Ekland told Regiment, moving on the parallel road to the south. Colonel Grimm, riding in a six-by-six fitted out as a CP, heard it, placed Dog Company on the map with his forefinger, and instantly saw the danger of the situation. He sent a request to Division, urgent, for air. He sent a recommendation with it. After they bombed, the planes should go in and strafe, and if it was at all possible, they should maintain air cover over Dog Company until the company was out of trouble. This was all Colonel Grimm could do. Regiment had troubles of its own.
The message from Regiment went to Division, and from there to Seventh Fleet, and from Seventh Fleet to Task Force 77. In this task force was the carrier Leyte, with a Marine Corps air group aboard. The Marines always were supported by their own fliers. From the time Ekland gave Dog Company’s position, until the time the admiral found that position with his dividers in the plot room of the Leyte, six minutes passed. “How many’ve we got up?” the admiral asked the commander of the Marine squadron aboard.
“Eight, sir.

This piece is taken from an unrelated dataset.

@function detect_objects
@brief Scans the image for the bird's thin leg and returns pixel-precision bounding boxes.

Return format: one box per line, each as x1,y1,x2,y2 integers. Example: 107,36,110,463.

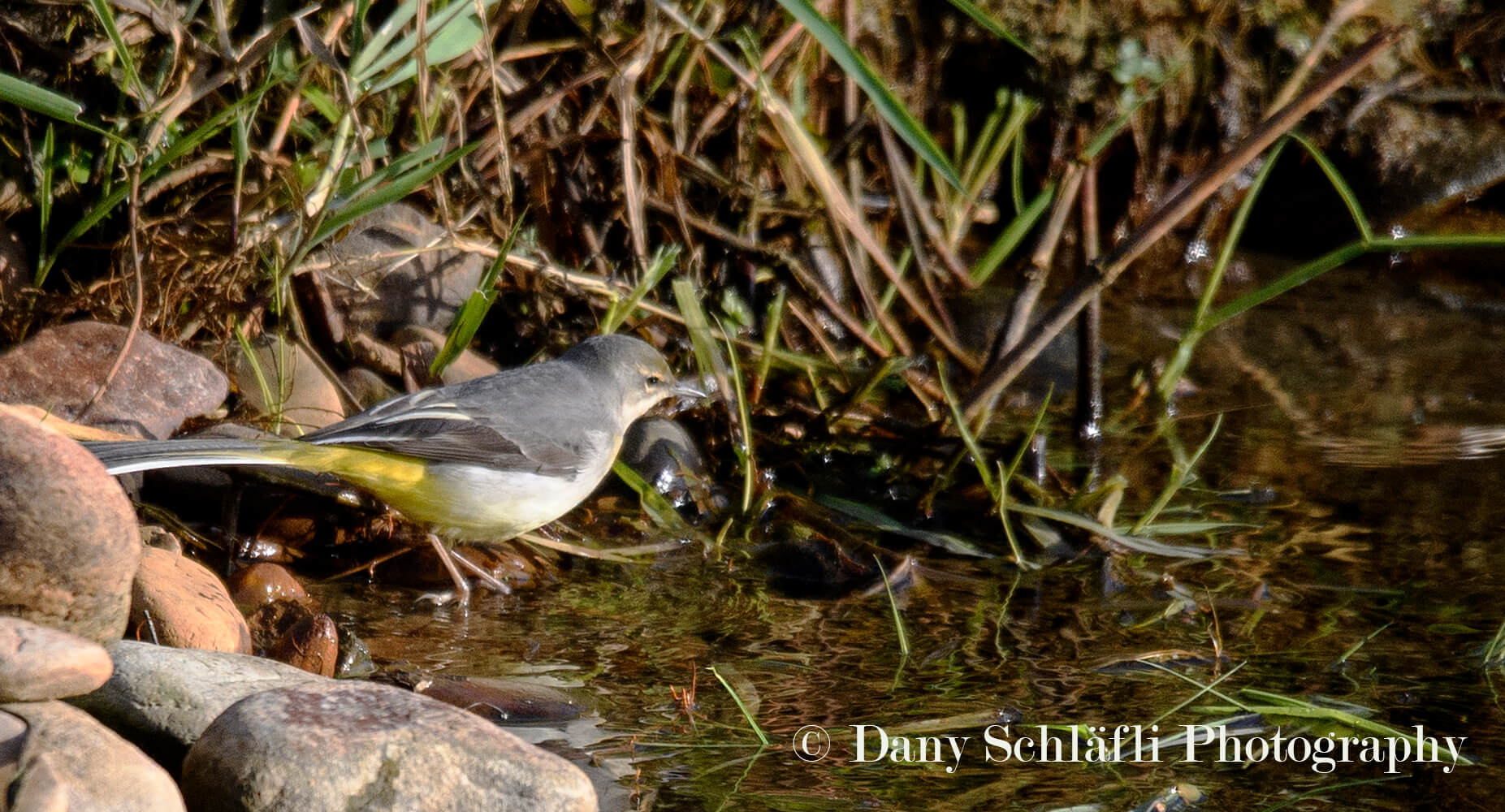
429,533,469,611
450,551,512,595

With napalm.”
The admiral had found it expedient to keep part of his ground support squadron always in the air, for just such emergencies. “Send ’em in,” the admiral ordered. “And launch your others. With napalm.” Worse than anything else, the Chinese feared napalm.
Presently the Leyte, steaming at flank speed out of sight of land, with four destroyers foaming alongside, turned into the wind to launch more planes. And unheard and unseen, ten thousand feet up and five miles to the south of Dog Company, eight Corsairs nosed over and plunged down through the overcast.

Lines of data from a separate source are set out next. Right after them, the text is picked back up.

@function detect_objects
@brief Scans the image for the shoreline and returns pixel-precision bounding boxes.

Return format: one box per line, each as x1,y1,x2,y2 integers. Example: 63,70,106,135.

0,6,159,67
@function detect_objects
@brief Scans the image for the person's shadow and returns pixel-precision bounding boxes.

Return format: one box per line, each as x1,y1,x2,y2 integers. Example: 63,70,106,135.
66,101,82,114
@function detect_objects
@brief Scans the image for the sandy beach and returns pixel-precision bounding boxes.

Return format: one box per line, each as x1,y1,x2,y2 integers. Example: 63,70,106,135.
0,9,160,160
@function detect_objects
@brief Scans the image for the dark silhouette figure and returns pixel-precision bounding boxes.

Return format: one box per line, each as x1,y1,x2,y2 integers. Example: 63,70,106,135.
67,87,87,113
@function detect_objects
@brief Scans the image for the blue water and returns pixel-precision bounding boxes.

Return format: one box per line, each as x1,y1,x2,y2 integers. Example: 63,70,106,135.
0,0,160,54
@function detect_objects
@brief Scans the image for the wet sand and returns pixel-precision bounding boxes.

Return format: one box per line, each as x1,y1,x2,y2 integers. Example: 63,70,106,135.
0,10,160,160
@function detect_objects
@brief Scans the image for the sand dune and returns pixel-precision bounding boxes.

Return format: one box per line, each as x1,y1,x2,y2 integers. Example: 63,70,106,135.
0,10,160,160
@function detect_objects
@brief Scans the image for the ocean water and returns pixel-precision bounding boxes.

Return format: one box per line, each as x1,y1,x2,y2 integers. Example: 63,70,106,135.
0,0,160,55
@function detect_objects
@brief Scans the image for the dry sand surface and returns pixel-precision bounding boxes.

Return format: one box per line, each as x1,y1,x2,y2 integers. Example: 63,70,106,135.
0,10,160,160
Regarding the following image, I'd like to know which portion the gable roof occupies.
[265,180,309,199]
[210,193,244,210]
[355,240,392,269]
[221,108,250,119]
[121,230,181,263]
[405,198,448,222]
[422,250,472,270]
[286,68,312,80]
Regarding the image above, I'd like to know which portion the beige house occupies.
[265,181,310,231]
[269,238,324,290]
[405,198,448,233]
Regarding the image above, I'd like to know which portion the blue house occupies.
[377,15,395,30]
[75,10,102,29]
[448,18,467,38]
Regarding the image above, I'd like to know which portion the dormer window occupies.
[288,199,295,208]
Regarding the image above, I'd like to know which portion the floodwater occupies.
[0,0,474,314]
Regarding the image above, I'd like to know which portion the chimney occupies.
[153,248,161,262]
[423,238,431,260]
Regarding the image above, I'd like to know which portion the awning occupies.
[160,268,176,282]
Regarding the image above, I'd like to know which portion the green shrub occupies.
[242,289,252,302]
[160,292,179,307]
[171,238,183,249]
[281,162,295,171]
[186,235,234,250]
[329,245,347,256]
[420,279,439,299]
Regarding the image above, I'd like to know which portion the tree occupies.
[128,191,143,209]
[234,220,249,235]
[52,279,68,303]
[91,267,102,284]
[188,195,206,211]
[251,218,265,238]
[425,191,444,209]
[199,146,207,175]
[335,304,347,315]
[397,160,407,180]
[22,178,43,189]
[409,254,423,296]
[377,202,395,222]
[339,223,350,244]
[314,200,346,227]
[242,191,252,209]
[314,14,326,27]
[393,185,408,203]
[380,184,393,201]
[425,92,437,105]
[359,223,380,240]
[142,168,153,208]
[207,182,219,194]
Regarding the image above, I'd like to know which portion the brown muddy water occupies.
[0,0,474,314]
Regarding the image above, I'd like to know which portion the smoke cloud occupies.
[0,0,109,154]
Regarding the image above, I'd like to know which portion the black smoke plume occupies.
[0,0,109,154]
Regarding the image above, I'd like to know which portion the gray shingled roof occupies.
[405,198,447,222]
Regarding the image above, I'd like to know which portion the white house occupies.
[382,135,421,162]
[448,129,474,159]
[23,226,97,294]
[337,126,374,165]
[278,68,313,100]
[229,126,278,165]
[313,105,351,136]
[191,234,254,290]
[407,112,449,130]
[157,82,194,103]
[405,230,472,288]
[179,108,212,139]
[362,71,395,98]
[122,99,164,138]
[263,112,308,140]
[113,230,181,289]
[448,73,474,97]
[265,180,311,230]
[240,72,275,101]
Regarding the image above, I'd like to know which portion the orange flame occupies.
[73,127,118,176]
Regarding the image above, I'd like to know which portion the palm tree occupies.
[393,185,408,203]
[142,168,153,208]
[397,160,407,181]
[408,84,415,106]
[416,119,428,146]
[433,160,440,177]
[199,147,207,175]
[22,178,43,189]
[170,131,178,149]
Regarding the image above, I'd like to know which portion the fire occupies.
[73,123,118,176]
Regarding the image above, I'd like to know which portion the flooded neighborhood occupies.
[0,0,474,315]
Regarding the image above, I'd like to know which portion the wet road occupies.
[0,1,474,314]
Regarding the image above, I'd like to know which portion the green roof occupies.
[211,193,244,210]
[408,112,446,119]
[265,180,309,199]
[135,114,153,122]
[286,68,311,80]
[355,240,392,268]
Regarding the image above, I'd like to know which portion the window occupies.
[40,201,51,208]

Dog Company slaughtered the first wave. Mackenzie tried to hold his fire until the Chinese were within a hundred yards, but before he was quite ready, a machine gun to the rear chattered nervously, and this set the whole company going, so that the effect he planned was not perfect. Still, it was terribly effective. There were no longer shrill cries, and whistles from the plain now. There were only moans.